After my last post I was expecting a million comments on my experience with cults, tons of admired readers asking if last week I had been brainwashed or had sex in group.
But nothing really happened. If I think it twice, in the first place most of the people don´t go to places like the Art of Living, like almost none would go to Scientology headquarters in Madrid . Yep. No comments on cults. Who would have seen that coming? Speaking about it with Mr 53m2, he smiled at my disenchantment on not getting comments, and suggested to write on how Fernando Alonso lost the championship in Abu Dhabi. He is right: watching Formula 1, as other sports, movies, series and realities on TV before a good siesta, are the cults people prefer to empty their minds of their miseries. Although I am not good about writing critics on sports, not am I super trendy (now watching The Sopranos for the first time!). I am just about visuals. So the time has come when I need to draw the most precious object at 53m2. Not that it is any high-tech gadget. Or a bunch of the different stuff Mr 53m2 likes to collect. It is a LCD Samsung TV, which from now on I will use more to be properly brainwashed.

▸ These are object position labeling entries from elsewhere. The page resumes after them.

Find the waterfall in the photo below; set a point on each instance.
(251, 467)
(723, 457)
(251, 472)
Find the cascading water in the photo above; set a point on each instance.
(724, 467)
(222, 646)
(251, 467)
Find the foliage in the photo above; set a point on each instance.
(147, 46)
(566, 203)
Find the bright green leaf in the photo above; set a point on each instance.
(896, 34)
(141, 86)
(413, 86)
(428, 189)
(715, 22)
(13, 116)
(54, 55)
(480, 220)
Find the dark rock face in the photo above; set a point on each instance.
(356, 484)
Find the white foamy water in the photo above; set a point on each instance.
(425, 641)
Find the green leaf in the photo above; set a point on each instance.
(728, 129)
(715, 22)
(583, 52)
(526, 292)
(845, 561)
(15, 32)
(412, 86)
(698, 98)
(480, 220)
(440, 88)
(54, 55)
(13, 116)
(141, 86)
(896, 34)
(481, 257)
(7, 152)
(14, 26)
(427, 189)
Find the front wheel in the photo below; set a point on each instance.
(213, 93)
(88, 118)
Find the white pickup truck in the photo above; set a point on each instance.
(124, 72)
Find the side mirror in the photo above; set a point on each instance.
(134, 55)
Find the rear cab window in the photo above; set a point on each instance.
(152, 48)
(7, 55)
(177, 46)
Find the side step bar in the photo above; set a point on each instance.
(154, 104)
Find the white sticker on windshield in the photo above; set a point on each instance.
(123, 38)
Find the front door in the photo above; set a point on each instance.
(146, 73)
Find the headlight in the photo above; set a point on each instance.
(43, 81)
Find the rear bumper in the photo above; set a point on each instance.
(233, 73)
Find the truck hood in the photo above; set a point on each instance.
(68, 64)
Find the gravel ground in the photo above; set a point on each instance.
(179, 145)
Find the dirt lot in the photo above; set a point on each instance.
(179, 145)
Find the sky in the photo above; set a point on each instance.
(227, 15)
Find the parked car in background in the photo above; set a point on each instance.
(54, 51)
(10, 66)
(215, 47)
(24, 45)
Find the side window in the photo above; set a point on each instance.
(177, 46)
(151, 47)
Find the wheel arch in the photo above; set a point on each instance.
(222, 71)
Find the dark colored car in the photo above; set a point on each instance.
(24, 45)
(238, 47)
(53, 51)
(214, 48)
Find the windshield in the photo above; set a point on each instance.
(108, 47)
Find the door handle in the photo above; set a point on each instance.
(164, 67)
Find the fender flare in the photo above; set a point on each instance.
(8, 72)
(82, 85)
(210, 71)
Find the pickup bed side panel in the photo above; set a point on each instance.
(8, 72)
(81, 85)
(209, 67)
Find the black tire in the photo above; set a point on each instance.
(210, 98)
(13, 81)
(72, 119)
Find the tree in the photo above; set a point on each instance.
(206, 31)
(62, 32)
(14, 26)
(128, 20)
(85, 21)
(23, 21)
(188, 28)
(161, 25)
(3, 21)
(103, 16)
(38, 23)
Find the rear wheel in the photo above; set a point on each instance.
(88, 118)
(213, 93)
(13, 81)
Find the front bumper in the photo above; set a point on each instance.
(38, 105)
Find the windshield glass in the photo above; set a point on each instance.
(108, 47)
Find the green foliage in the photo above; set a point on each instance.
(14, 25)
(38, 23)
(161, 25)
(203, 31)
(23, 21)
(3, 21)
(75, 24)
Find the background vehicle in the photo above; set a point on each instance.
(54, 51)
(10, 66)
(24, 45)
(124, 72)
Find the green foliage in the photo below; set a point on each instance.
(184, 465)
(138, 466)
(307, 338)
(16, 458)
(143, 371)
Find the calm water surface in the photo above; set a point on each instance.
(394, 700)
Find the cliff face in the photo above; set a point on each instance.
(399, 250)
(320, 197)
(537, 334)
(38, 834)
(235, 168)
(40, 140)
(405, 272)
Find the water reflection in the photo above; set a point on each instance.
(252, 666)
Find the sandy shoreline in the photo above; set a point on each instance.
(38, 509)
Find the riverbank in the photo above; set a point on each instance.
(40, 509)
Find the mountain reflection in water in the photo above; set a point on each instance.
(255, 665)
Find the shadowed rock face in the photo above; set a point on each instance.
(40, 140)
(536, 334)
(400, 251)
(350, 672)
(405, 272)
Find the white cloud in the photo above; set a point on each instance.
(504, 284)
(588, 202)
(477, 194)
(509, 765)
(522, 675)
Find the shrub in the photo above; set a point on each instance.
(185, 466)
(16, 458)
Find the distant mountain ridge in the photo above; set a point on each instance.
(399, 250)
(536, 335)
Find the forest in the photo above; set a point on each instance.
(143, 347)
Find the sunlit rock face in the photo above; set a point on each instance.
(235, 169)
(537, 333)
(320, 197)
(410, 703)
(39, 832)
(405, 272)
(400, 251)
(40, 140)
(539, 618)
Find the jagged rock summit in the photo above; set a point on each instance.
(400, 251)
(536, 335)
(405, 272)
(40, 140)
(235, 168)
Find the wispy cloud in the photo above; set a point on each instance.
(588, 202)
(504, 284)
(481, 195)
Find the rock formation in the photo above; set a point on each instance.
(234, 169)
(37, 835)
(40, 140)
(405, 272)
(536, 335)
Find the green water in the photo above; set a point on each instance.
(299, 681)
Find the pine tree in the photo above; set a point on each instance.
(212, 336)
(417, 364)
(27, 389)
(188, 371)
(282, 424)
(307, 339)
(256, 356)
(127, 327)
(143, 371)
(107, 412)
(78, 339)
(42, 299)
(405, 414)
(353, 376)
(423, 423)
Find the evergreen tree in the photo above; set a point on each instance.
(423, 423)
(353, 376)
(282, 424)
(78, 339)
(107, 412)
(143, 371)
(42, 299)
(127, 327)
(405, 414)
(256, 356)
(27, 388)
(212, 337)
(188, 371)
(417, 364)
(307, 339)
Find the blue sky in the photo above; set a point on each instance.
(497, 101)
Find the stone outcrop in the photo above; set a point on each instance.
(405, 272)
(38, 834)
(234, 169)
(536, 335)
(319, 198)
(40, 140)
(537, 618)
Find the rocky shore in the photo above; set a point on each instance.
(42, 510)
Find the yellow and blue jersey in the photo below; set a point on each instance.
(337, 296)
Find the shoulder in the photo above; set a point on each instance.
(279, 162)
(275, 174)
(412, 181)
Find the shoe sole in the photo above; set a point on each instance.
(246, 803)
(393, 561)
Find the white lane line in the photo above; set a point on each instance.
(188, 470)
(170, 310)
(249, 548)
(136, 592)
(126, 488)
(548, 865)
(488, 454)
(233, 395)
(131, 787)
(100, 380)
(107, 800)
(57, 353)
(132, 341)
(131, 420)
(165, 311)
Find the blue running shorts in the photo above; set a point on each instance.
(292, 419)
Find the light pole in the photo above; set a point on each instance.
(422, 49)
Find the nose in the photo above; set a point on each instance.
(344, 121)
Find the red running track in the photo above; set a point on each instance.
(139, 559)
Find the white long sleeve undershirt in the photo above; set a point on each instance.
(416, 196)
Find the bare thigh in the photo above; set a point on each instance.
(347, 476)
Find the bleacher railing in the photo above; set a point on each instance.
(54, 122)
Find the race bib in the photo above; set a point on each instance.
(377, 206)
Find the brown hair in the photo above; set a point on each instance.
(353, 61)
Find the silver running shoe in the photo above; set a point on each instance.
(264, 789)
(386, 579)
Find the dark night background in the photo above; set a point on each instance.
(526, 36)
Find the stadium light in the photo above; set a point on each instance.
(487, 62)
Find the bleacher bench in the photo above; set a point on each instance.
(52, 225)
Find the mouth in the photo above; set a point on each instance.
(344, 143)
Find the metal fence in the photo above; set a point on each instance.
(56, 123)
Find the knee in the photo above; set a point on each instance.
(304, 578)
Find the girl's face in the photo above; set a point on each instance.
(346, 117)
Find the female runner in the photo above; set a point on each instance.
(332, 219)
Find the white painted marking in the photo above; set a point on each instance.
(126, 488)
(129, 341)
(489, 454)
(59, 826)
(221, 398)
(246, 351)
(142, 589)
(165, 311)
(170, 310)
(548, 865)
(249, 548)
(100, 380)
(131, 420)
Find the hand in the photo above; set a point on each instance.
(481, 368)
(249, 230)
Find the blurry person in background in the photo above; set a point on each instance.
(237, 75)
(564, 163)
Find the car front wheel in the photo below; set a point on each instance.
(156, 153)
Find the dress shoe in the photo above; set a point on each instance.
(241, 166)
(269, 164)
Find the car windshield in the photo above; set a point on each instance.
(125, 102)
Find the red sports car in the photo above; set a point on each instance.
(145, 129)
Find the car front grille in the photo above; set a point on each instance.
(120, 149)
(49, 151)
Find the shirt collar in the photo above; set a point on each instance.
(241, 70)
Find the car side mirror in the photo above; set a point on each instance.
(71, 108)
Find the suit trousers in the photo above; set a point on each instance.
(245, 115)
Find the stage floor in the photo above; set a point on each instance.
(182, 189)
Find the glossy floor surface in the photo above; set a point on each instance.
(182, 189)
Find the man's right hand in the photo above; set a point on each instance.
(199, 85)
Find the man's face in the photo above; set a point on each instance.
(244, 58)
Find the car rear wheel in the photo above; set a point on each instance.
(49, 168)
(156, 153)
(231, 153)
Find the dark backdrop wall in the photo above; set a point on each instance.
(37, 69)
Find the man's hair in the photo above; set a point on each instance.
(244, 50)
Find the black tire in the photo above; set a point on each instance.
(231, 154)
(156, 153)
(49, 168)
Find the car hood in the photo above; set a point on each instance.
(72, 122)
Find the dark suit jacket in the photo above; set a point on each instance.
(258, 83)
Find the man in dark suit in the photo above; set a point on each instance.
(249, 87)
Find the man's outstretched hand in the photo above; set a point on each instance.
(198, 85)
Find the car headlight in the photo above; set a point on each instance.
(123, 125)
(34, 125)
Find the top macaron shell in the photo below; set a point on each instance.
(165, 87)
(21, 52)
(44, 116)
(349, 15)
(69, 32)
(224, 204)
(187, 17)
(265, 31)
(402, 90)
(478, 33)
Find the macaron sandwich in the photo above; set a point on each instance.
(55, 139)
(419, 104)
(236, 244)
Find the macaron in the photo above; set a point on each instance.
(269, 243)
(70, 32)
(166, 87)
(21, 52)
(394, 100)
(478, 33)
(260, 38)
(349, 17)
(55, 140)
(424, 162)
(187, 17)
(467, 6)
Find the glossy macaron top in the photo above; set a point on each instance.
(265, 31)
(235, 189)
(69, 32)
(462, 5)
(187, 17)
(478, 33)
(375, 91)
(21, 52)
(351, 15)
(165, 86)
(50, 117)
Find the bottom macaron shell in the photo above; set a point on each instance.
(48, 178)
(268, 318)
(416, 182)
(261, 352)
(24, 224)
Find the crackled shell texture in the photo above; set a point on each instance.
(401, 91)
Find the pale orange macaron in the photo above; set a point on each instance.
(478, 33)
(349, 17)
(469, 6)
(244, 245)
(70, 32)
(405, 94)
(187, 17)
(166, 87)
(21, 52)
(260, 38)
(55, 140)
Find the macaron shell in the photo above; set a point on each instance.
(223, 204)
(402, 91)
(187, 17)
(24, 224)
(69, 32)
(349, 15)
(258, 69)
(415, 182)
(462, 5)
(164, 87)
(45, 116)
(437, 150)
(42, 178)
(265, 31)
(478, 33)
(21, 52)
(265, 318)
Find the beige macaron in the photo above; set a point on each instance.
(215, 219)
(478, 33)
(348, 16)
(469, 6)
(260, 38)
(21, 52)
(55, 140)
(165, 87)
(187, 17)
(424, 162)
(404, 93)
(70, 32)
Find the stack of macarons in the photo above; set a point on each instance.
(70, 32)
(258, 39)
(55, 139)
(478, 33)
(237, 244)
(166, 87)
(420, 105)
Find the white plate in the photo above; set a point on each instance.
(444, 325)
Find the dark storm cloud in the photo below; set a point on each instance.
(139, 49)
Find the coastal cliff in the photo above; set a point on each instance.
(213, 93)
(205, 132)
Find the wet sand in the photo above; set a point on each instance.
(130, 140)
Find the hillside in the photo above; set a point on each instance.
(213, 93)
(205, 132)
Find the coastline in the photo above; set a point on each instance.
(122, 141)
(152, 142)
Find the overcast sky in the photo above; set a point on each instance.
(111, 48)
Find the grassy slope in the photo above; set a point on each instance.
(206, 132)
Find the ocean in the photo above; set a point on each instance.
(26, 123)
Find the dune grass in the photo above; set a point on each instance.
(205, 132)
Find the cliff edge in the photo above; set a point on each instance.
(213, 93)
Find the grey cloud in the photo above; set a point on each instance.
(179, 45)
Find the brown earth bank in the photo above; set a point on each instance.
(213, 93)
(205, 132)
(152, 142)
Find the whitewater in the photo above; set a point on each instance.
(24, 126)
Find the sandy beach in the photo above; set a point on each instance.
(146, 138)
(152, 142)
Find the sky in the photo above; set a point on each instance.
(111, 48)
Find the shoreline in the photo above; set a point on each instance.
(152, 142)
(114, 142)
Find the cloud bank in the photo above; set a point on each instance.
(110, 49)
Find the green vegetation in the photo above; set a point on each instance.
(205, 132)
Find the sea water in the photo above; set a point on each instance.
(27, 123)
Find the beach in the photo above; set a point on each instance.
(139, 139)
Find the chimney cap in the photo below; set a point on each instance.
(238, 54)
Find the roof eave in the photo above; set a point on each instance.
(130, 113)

I will not post nor draw for another week…getting into new troubles. This time I have been abducted by a Korean company to spend 5 days in Wien and Bratislava on one of those “love your job at a multinational” meditation trips. From black to white, I like to go.
Taking pictures is a joy. Mr 53m2 spends time on it, enjoys lots the technical aspects of photography and has this little collection of cameras. He is pretty good on landscapes and he mostly like to take pictures on his travels. I also love taking them. All the time. Mostly because pictures, as my drawings, replace my poor memory when I tend to feel miserable and forget that I have been to exciting places, seen inspiring things and met a few magnetic people in my life. Pictures can be a great emotional back up. Worry only about what they mean for you. Make them truly yours. Keep only the ones that make you feel better. Share the ones that make you feel an artist. Smile.